Tecmo Bowl Review
Posted by Corbie Dillard
Tecmo Bowl pits the player versus the computer in 11-game, single-elimination playoff action.
Before video game football became just as complex as real-life football, there was Tecmo Bowl. There weren't hundreds of plays with varying formations or special spin moves to worry about. You didn't actually have to even know much about the game of football to enjoy and play Tecmo Bowl. It was this simplicity that made the game such a huge success back during the 8-bit era and it's one of the main reasons that classic gamers still hold this unique arcade football title in such high regard, even two decades later.

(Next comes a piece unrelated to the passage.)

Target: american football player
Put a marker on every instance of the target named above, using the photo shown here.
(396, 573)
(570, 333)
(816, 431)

There are three modes of play in Tecmo Bowl: Single Player, Two Player, and Coaching mode. They're all pretty self-explanatory with Coaching mode allowing you to call plays and manage your team while letting the CPU carry out your coaching. Since this is an arcade-style football game, there's not much to it. You're given the choice of 4 plays while on offense and defense. They're the same 4 plays for both sides of the ball. On offense you can choose either a running play or passing play. You then hike the ball by pressing one action button and then execute the toss or pass using the other action button. Whichever player currently has the ball is the player you'll be controlling. From there it's just a matter of running. You can press the buttons rapidly to try to break tackles, but other than that, there's not much you can do other than run as fast as you can.
On defense it's quite similar. You get to choose one of the four plays that the offense is choosing from. If you're lucky, you might guess the same play the offense calls and for that you'll normally score a loss on the play. Otherwise it's every man for himself and you just try to run to the ball and make the tackles. There are no fumbles or trick plays, it's just straight-ahead arcade football at its best. The simple and responsive controls work perfectly within the framework of the game, but gamers who are used to a more advanced and realistic game of football might find this game entirely too simplistic in its execution.

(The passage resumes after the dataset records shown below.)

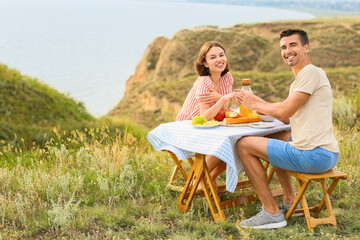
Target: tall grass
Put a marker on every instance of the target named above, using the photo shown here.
(108, 183)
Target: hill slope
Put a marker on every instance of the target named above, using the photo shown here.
(166, 73)
(29, 109)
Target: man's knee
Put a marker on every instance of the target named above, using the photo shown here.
(242, 143)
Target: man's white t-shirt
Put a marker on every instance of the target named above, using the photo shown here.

Visually the game is what you'd expect from an 8-bit football game and doesn't feature much in the way of realism. While this can make it difficult to distinguish between the various offensive and defensive positions, it doesn't take much away from the overall experience in the end. We've all become a bit spoiled with recent video game football titles, but there's something to be said for the simple visual presentation of Tecmo Bowl.

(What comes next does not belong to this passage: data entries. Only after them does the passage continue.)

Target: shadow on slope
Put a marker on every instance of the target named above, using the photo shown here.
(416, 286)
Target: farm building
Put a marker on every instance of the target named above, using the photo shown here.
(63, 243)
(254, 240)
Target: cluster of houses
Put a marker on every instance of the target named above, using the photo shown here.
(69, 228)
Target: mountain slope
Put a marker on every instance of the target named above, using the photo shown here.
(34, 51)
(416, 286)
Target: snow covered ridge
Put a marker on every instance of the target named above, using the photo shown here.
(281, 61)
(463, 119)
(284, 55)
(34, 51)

The music of Tecmo Bowl has always been its strong point. Anyone that spent any time at all playing this game back during the 8-bit era will easily be able to hum the Tecmo Bowl theme song at a moment's notice. Even the sound effects were fairly impressive for the time period. You can even hear the quarterback saying "hut-hut" just before the snap of the ball. It's little nuances like this that made Tecmo Bowl such an instant classic.
Video game football has come a long way over the years, but there's still something to be said for the back-to-basics formula that Tecmo Bowl employed. It stripped the football game down to its basic elements and created a fun arcade experience around it all. If you're one who enjoyed this game back in the day, it goes without saying that you'll still get a kick out of it today. But be forewarned, if you're expecting a more in-depth football gaming experience with Tecmo Bowl, you're probably going to be in for quite a disappointment, because that's just not what this game is about.